Paul's self-effacing nature can perhaps be attributed to his formative years which he spent under the shadow of guns, gore, and towering uncles.
In 1990, he lost his father, Surrendra, to an assassin's bullet in Upper Assam. He was on a visit to the group's gardens and had been advised by his managers to ignore the rising threat of the separatist movement. He was shot in his car on a public road.
Karan, after earning a degree in Political Science from Brown University in 1992, started learning the ropes of the group's many businesses from family members and professional managers.
That, however, did not change things. Despite the fact that the group owned some of the best gardens in Assam and exported some of the most expensive teas from India to stores like Harrod's in the UK, its tea business suffered from a low recall.
Its teas were much better known overseas than in India; most Kolkatans bought them under the Flury's brandname.

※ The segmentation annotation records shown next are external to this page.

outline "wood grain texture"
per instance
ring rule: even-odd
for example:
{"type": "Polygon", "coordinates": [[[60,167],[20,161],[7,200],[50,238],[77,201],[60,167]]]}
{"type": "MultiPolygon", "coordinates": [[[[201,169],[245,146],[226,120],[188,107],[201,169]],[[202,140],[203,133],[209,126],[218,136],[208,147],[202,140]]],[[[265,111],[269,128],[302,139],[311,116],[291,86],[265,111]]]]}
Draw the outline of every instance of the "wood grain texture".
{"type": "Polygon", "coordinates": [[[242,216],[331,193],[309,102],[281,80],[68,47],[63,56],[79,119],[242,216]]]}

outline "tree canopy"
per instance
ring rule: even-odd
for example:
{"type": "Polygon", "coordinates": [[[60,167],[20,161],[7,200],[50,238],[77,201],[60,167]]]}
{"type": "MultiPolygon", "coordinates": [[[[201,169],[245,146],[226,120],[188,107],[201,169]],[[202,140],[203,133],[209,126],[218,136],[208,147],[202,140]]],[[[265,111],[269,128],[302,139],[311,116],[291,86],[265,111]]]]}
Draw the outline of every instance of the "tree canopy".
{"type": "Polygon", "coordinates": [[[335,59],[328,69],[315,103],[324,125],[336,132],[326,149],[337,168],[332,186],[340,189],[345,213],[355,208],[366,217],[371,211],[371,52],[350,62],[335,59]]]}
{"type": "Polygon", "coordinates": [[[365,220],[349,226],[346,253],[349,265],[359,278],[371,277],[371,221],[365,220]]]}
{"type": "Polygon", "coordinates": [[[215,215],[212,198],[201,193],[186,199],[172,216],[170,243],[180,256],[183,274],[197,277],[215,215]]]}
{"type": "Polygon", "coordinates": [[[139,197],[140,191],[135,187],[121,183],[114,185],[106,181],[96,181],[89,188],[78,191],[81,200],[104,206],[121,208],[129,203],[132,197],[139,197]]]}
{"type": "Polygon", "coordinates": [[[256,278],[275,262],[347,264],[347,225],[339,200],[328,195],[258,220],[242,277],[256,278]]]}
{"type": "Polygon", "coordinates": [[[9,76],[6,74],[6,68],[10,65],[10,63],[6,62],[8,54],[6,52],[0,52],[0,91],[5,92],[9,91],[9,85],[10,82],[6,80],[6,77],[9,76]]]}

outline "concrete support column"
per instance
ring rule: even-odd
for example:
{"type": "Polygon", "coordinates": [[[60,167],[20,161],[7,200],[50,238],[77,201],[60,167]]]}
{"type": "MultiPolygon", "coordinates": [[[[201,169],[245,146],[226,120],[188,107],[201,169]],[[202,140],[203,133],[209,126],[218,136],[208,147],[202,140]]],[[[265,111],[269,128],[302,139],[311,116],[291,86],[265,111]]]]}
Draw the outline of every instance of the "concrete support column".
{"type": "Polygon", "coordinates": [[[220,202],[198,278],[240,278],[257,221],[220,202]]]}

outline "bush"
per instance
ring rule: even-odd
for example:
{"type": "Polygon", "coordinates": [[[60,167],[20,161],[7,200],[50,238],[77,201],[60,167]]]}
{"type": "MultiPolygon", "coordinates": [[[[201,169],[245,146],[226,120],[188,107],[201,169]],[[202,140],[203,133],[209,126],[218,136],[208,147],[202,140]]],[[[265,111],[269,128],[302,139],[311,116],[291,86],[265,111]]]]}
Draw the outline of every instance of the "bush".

Only in recent times has the group's red-and-white square logo with Apeejay Surrendra written on it become visible.
But all that may change now. Paul, for all his self-effacing nature, will have a hard time shunning the limelight. The echo of the recent headlines, announcing that Apeejay Surrendra has acquired the entire tea business of Premier Foods of the UK for £80 million, is not going to die down soon.
The addition of Premier's tea business "" about Rs 550 crore last year "" will nearly double the tea turnover of Apeejay. By all accounts, the acquisition did make a sound business case.
At the same time, it reveals another facet of Paul's personality. Apparently, the self-effacing man went in for the acquisition partly due to his fascination for high street names.
Of late though, Paul appeared to be sending signals that he was on to higher decibel stuff. Recently, Surrendra Overseas Limited (ie Apeejay Shipping), acquired a 1990-built geared Panamax of 71,037 tonnes DWT and a 2002-built geared Ultra Handymax of 52,454 tonnes DWT, raising the company's capacity 51 per cent to about 0.363 million tonnes and reducing the average age of the fleet to under 16 years.
In August this year, when the deal was done, Paul had said Apeejay Shipping should be one of the largest privately-owned shipping companies in India.
Are we about to see a second coming of Karan Paul? Well, the signs are there.